X is rolling out a Paid Partnership label for sponsored posts, giving creators and advertisers a native, platform-level way to disclose branded content. The feature brings X closer to industry norms while addressing long-running concerns about transparency and regulatory compliance across the creator economy.
Until now, most disclosures on X lived in the caption via hashtags like #ad or #sponsored. Those tags work in a pinch but can be easy to miss, inconsistently formatted, or buried. A standardized label applied at the post level reduces ambiguity for audiences, brands, and regulators—and signals that X wants more commercial activity that still feels trustworthy.
How the New Paid Partnership Label Works on X
Creators can add the label before publishing by tapping the flag icon below the composer and toggling the Paid Partnership disclosure. If a post is already live, the label can be added retroactively via the three-dot menu next to the username, using the Add content disclosure option. The label visibly marks the post so viewers understand there is a brand relationship behind it.
Not every category qualifies. X lists several industries as ineligible for Paid Partnership labels, including:
- Dating and marriage services
- Alcohol
- Sexual products
- Drugs
- Political or social issues
- Health and wellness products
- Weight-loss products
- Medicines
- Tobacco
- Weapons
The company indicates some exceptions may be granted case by case, which suggests a review process for edge scenarios.
Why Clear Sponsorship Disclosure on X Still Matters
Clear disclosure is more than etiquette—it’s a regulatory requirement. The Federal Trade Commission’s Endorsement Guides, most recently updated in 2023, call for conspicuous, unavoidable disclosures when there’s a “material connection” between a creator and a brand. Vague language, hard-to-see tags, or disclosures placed behind taps can run afoul of the rules. Platform-native labels help standardize visibility and reduce the risk of posts slipping through the cracks.
The stakes are rising as influencer spend grows. Influencer Marketing Hub’s 2024 industry report estimates the market at roughly $24B, with more brands shifting budget to creators. At the same time, consumer trust remains fragile—surveys such as the Edelman Trust Barometer consistently show skepticism toward social platforms. Making sponsorships unmistakable is one of the simplest ways to preserve credibility while still commercializing reach.
How X’s Paid Partnership Label Compares With Rivals
Meta set the tone years ago with Branded Content tools on Instagram and Facebook; Instagram began testing its paid partnership tag in 2017, and it’s now a fixture of creator workflows. YouTube’s “Includes Paid Promotion” toggle and TikTok’s branded content disclosures play similar roles, offering consistent, on-platform signals that an advertiser is involved.
By adding a native label, X reduces reliance on creator judgment and hashtags, aligning with practices that advertisers already expect elsewhere. What remains to be seen is how deeply the label ties into enforcement and ad policies—on other platforms, branded content labels often dovetail with automated detection and policy checks. X has not detailed comparable back-end integrations, but the introduction of the label is a foundational step.
What Brands and Creators on X Should Do Right Now
Creators should incorporate the Paid Partnership toggle into standard publishing checklists and ensure disclosures are added both pre- and post-publication when needed. Brands and agencies can update briefs and contracts to require the label for all eligible X campaigns, alongside guidance on messaging and any additional disclosures (for example, unique coupon codes) that might be material to the offer.
Because X excludes categories like health and wellness or weight-loss, marketers in regulated spaces should confirm eligibility before campaigns go live. If a category is not supported, consider shifting to X’s native ad units or re-scoping the activation. As a best practice, maintain audit trails—screenshots of labeled posts and campaign instructions—in case compliance questions arise.

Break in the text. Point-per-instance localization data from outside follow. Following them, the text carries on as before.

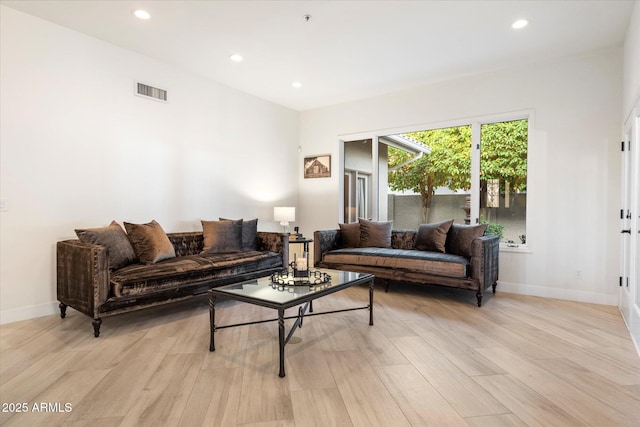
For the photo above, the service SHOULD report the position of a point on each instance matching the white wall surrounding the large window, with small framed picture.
(574, 163)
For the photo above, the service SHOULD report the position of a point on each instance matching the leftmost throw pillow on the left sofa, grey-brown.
(114, 239)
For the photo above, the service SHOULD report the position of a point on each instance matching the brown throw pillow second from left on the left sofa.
(150, 242)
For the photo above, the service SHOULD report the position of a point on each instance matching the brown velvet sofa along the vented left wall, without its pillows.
(86, 282)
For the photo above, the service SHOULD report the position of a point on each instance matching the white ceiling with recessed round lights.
(348, 49)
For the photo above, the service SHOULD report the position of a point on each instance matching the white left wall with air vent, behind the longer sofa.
(78, 149)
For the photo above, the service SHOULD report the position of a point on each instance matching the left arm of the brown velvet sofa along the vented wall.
(82, 271)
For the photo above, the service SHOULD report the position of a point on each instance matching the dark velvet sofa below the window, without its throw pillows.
(402, 261)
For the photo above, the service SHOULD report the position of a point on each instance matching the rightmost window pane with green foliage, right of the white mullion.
(503, 179)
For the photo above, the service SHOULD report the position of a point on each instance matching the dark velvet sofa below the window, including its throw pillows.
(444, 253)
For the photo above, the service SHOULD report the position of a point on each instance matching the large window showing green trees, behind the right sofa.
(473, 173)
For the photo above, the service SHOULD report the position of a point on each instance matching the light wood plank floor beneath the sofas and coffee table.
(432, 358)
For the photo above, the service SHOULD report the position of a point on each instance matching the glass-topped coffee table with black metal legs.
(279, 295)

What to Watch Next as X Rolls Out Paid Partnership Labels
Three open questions will shape the feature’s impact: how actively X enforces disclosures for noncompliant posts, whether the label will be accessible via APIs or analytics for brand reporting, and if the company expands or refines the ineligible category list over time. Answers to those will determine how easily large advertisers can scale branded content on the platform.
For now, X’s Paid Partnership label is a pragmatic, overdue move that brings its creator toolset closer to peers. It sets a clearer standard for sponsorship transparency without getting in the way of creativity—precisely the balance brands and audiences have been asking for.